Fun with lasers

tacklind-laser-glove.jpg

At the Ambidexterous Magazine launch party last night, Chris Tacklind (of D2M, I think) was showing off his laser-diode glove. These things are lots of fun — I remember my group-mate Michael P. Johnson built one when I was at the Media Lab, and got good enough he could make little figure-8s with two fingers while the other dots circled around them.

Something I hadn’t seen before and liked even better was a sound-display toy Chris was playing with, but I forgot to take a picture that one (eit!). It was just a small cardboard tube with a balloon stretched across one end, and a laser diode shining onto a small mirror stuck to the end of the balloon. You’d speak or sing into the tube and the sound vibrations would show up as little laser shows on the wall in front of you. Use it as a drum and you’d get even cooler effects. (Chris goes around teaching kids to make these things — the one he had was made by a 10-year old.)

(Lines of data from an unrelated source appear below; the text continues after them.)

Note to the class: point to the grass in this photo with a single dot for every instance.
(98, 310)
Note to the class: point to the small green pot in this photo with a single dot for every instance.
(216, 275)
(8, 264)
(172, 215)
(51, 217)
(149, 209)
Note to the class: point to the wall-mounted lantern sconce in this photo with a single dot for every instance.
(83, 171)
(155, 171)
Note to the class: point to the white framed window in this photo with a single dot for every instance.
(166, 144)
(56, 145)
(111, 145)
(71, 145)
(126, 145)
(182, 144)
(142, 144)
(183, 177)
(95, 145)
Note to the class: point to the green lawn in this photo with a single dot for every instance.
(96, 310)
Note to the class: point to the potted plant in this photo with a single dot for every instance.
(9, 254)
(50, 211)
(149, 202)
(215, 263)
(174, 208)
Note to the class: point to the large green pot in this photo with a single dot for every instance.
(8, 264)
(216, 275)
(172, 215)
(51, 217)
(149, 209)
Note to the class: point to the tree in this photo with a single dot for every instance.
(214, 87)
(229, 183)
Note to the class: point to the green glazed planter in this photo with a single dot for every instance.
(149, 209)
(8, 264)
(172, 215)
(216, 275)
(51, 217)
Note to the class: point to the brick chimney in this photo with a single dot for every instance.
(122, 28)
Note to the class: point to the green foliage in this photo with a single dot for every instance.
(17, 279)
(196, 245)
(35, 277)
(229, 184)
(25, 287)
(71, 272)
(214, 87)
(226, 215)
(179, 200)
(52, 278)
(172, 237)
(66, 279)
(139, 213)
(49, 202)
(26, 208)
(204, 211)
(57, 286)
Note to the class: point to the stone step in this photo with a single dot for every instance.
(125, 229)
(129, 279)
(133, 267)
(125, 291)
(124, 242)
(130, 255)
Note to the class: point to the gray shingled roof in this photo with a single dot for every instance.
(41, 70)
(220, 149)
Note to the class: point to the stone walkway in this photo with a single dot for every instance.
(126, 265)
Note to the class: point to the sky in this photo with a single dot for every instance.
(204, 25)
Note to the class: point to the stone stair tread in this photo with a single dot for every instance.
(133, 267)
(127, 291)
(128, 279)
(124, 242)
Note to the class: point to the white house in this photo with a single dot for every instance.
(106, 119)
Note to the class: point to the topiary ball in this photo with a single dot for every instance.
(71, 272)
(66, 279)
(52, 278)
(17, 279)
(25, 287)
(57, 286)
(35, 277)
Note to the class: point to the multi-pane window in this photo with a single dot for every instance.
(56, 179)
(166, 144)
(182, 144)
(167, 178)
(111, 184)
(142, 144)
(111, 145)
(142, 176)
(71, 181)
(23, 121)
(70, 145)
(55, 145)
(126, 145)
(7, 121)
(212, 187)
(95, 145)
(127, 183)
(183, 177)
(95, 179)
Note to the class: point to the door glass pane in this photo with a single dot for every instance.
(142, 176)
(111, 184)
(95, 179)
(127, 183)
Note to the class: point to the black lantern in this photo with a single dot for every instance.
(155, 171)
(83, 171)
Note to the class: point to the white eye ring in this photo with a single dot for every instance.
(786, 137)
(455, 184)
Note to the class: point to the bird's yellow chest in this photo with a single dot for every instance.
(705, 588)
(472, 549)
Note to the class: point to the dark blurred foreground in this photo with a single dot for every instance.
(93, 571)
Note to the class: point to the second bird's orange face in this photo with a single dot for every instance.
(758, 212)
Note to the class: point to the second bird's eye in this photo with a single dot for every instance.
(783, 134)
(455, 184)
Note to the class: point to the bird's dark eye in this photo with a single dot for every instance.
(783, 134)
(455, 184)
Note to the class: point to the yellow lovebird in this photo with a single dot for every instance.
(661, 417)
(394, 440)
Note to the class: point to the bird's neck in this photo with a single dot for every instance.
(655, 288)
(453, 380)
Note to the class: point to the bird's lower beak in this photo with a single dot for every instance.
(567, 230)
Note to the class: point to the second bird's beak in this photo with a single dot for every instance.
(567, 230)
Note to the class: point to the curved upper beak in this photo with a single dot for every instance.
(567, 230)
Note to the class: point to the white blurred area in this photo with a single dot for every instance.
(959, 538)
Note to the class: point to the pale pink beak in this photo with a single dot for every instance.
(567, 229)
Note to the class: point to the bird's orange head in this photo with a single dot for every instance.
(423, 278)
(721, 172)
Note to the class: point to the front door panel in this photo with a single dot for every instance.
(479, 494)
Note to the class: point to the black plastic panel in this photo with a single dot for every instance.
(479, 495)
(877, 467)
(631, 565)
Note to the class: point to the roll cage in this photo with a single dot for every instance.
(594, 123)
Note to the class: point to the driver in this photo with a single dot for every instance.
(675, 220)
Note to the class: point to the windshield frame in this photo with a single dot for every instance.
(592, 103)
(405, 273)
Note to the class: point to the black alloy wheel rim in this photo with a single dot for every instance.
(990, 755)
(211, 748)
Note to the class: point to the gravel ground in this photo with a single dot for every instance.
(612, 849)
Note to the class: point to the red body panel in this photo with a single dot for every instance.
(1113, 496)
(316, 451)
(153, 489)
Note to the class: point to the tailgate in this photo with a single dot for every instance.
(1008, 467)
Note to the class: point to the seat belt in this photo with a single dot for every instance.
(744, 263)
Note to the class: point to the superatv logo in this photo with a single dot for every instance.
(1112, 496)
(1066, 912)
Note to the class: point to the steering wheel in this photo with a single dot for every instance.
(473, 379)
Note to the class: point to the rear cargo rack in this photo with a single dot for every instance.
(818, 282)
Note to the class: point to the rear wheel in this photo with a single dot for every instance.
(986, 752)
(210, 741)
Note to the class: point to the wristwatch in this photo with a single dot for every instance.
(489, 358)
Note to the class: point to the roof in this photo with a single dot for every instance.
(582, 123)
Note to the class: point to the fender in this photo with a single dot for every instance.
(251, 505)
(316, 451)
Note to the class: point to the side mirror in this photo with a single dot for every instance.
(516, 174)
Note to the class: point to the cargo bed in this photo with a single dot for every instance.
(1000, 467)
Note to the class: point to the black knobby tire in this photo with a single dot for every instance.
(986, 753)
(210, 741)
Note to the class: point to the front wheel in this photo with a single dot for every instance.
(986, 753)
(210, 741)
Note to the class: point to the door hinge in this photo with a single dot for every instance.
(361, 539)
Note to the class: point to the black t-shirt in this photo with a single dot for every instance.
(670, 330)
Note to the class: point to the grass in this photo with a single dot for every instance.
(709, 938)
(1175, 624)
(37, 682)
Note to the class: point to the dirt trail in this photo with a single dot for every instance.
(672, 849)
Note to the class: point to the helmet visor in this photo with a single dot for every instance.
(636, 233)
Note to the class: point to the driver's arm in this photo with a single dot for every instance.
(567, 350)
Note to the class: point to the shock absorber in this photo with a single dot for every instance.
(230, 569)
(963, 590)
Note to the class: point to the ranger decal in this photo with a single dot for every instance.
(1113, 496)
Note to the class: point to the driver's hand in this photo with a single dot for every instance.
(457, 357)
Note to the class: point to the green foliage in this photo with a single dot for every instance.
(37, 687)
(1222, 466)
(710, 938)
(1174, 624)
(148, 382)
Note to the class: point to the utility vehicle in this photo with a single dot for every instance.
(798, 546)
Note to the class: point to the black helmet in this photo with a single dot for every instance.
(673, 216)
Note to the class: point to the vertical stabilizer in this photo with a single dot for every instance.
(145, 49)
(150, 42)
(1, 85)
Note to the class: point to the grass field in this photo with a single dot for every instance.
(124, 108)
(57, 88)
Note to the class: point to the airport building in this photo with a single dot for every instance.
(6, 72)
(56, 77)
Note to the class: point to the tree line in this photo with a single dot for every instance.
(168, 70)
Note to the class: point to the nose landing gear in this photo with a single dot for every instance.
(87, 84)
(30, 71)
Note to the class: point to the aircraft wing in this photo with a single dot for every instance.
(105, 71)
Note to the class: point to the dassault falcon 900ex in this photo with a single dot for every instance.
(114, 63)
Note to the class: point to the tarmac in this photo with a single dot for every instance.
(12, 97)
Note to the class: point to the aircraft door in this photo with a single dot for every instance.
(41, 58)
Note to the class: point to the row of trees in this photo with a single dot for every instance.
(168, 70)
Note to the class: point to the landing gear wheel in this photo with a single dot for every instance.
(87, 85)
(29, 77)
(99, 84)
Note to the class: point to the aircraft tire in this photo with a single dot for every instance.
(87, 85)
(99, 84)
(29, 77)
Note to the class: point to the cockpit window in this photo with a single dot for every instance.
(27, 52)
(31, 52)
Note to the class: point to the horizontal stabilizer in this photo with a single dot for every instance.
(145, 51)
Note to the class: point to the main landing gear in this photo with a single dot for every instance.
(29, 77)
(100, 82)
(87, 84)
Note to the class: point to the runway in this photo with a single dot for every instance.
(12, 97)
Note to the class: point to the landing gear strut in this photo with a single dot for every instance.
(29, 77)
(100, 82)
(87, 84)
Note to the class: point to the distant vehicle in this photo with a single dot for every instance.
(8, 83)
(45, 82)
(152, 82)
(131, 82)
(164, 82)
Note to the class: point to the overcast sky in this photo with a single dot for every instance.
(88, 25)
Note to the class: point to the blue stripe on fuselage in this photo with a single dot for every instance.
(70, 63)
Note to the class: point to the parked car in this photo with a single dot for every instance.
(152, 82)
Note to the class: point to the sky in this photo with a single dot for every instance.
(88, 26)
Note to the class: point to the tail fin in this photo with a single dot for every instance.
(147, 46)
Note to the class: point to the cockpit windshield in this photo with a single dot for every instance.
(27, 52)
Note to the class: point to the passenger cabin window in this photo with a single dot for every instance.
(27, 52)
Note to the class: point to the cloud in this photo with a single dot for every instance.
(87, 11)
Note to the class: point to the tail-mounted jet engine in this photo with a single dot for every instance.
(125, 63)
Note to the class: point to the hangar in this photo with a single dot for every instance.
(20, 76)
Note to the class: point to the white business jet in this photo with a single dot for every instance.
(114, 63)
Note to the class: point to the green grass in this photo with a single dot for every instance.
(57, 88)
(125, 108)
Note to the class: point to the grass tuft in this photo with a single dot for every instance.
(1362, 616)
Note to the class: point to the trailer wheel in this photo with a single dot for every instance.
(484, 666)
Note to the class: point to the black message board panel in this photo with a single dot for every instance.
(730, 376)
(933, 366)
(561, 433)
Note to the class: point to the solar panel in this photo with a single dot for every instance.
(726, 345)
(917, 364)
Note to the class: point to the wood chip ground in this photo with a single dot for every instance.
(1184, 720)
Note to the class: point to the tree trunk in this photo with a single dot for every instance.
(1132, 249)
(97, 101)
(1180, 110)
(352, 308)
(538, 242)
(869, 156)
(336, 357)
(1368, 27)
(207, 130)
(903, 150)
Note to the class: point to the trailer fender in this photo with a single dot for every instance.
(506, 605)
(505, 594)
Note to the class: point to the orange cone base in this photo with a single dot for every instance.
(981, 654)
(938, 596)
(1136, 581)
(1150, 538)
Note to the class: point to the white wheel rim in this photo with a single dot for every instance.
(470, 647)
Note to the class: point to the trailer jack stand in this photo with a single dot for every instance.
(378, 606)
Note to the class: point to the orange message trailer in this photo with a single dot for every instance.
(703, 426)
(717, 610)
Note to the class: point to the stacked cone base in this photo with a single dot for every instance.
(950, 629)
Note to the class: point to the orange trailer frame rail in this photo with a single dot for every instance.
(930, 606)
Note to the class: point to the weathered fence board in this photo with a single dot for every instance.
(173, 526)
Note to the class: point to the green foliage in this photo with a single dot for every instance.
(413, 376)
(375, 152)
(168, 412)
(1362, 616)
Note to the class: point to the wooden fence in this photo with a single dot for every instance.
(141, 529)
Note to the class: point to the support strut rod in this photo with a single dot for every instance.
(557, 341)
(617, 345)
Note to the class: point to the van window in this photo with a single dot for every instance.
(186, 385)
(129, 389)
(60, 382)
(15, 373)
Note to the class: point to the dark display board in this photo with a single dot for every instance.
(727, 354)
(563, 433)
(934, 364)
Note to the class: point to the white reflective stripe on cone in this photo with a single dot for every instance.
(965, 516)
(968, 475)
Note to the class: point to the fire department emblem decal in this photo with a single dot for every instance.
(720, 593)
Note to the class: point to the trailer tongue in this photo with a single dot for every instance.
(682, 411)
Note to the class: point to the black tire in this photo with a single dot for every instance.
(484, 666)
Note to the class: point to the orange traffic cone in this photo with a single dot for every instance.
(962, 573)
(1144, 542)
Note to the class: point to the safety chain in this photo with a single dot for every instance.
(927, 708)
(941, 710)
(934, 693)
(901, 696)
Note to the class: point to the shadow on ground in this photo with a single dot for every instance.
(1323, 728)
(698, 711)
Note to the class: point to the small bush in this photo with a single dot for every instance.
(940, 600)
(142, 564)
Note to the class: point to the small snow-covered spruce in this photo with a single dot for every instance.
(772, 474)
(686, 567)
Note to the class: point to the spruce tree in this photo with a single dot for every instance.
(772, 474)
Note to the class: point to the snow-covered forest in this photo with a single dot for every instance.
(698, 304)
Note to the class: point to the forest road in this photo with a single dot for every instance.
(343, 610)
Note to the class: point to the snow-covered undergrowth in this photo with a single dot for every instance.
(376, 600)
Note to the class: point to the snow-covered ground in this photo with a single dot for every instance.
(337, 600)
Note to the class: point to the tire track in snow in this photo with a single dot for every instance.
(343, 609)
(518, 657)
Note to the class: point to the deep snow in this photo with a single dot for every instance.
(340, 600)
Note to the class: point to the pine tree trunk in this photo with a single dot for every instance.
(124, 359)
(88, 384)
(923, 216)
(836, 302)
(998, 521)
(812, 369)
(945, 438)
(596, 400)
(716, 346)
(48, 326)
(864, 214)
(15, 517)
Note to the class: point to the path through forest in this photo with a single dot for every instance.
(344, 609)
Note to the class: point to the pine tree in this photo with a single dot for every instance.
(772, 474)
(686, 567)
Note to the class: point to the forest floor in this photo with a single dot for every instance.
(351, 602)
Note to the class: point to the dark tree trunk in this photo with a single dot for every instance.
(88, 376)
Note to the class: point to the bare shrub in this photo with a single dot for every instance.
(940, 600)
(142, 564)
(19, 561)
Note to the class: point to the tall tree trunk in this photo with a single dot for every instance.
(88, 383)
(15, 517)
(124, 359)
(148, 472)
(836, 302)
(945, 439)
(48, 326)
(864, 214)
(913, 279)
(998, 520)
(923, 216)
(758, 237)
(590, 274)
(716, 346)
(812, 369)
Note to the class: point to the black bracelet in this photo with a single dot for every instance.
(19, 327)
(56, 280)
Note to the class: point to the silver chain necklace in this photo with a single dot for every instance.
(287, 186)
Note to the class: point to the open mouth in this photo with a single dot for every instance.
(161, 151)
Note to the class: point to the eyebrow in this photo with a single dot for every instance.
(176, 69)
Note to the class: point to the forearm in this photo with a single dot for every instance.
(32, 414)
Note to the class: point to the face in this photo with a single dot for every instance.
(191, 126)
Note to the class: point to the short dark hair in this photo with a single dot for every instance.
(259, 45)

Now I want to install something like that into the bottom of the little dumbek drum I have. Stretch a membrane across the bottom of the drum and attach a laser pointer to the inside of the drum shining onto a mirror on the membrane such that it reflects up onto the underside of the white translucent drumhead. Aligned correctly, I bet I could get some fun lasershow-style patterns on the drum head on every beat. (Might need to modify the design if the membrane changes the sound too much — we’ll see.)